What sort of event was Warhol?

If you happen to subscribe to the New Yorker, you’re probably aware that the most recent issue features a must-read piece by Louis Menand—one of the magazine’s most consistently excellent writers—about a figure who has been the subject of much discussion and debate as of late: Andy Warhol.

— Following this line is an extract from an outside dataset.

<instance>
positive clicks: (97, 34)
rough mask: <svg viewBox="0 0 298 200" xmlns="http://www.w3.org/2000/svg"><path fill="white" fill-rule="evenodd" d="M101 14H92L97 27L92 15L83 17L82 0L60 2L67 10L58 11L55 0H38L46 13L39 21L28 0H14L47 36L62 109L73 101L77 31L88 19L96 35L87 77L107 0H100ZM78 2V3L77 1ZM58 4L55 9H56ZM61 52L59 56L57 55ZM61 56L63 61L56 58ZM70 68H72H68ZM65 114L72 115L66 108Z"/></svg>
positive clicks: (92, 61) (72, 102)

Menand responds to several of the biographies and critical treatments of Warhol released over the past couple of months, but he also evaluates Arthur Danto’s 1981 proclamation of “the end of art” and Clement Greenberg’s almost religious reverence for non-representational painting. Menand has little to say about Warhol’s films, but the following passage, about his notorious (aren’t they all) film “Sleep,” seems pretty dead-on to me:

Formally, “Sleep” and “Empire” are programmatically the opposite of the poetic, dreamy, phantasmagorical underground movies being made in New York at the time—movies like [Jack] Smith’s polymorphous-perverse “Flaming Creatures.” In “Sleep,” nearly six and a half hours of a man [poet John Giorno] sleeping, we see dreaming exactly the way the camera sees it. The harder underground filmmakers worked to undermine cinematic convention, the more cinematic their movies became. Warhol made movies that eliminated (along with the acting and the drama) the cinematic. He found that people who could sit through them experienced them as cinema.

Menand goes on to engage the conceptual foundations of Abstract Expressionism, Dada, Bauhaus and, of course, Pop. An extremely worthwhile and readable read, I’d say.